Diabetes had long been knocking on Herrera’s door. The disease claimed the lives of her mother and younger sister, and led her father to a double limb amputation before claiming his life, too.
While Herrera, was acutely aware of diabetes, heart disease — another closely related health threat with just as many familial warning signs — was flying under her radar.
When her 37-year-old sister’s heart stopped as a complication of her diabetes, Herrera asked a coach at her school for some fitness tips. He helped her design a regimen that included lifting weights and running. She also started watching her diet.
“But I’ll be honest,” Herrera said, “if the coach wasn’t watching, I had my bag of potato chips. I’d go to my older sister’s house and not think twice about what I was putting into my body. I was telling myself it was OK because I was working out.”
Turn for the worse
Around the start of the 2017-18 school year, a checkup showed she had prediabetes. Not type 1 like her mother, younger sister, and father, but type 2, the kind often traced to lifestyle choices, such as consuming sodas, pork tamales slathered in salsa, and refried beans. The doctor encouraged Christina to keep exercising and to pay closer attention to her diet.
“But I was so naïve about what that meant,” she said. “I thought that if I kept eating salads, that was good enough.”
In the final weeks of that school year, as Herrera walked the stairs to her second-floor classroom, her heart raced. Breaths became short. She began sweating. When she got to her room, her stomach felt upset.
She was persuaded to visit the school nurse, who checked Herrera’s blood pressure.
“I have to call an ambulance,” the nurse said.
A stress test led to a cardiac catheterization procedure, which led to open-heart surgery for a triple bypass.

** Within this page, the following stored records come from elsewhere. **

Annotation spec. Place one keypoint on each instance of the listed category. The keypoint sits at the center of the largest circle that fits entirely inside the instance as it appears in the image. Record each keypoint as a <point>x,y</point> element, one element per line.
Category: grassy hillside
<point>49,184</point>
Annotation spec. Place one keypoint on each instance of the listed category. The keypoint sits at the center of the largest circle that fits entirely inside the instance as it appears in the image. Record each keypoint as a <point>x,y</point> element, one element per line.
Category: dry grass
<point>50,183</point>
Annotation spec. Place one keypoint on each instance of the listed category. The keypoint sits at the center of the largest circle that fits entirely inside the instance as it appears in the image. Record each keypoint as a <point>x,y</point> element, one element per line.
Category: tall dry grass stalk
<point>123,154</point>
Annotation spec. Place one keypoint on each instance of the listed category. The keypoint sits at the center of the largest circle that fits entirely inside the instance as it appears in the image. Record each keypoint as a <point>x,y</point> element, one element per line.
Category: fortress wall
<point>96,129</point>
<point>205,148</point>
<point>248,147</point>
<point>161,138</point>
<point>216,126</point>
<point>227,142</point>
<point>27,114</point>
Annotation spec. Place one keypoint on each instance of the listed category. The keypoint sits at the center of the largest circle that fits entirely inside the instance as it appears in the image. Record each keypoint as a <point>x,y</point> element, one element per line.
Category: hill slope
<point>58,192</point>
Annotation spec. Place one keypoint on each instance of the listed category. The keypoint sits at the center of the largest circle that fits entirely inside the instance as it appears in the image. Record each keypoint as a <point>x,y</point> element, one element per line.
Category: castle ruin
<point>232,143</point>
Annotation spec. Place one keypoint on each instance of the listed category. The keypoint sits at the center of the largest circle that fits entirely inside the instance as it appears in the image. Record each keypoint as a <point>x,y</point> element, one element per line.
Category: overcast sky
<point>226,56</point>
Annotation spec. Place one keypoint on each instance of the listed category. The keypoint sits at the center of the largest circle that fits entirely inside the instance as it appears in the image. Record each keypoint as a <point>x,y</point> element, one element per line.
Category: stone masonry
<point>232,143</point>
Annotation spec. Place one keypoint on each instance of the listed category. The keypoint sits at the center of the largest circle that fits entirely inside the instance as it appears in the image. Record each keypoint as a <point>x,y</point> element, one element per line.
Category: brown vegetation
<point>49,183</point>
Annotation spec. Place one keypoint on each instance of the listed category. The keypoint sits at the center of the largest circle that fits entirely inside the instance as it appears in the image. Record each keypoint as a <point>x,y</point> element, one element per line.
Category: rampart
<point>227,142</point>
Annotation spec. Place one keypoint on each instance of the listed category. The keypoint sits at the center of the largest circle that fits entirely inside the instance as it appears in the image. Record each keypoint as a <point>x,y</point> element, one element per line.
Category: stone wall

In the hospital, Herrera found out she was no longer prediabetic. She had type 2 diabetes.
People living with type 2 diabetes are twice as likely to develop and die from cardiovascular disease, such as heart attacks, strokes, and heart failure. For Herrera, open-heart surgery was her final wake-up call.
Herrera doubled down on her research, learning how to scrutinize food nutrition labels and make better choices when ordering meals in her favorite restaurants. Herrera, a Know Diabetes by Heart national ambassador, also started running with the encouragement of high school friends she reconnected with after her surgery.
She began running in October 2018 and completed her first 10K last December. She now has her sights set on a triathlon. While the event date keeps moving due to COVID-19, Herrera keeps her eye on her goal and trains as if her life depends on it. Because it just might.
Some of Herrera’s family members and friends don’t understand her passion for health. Their attitude, she said, is “If I get sick, I get sick.” But her emotional heart is scarred by losing her parents and sister to diabetes and heart disease.
“Getting up every morning is a wonderful thing,” Herrera said. “Diabetes is not hopeless. You can make changes and you can reverse this.”
She’s taking her second chance — her “take 2” — to manage her diabetes, protect her heart, and build a healthy life for her son.
“I pledge that it ends with me,” she said.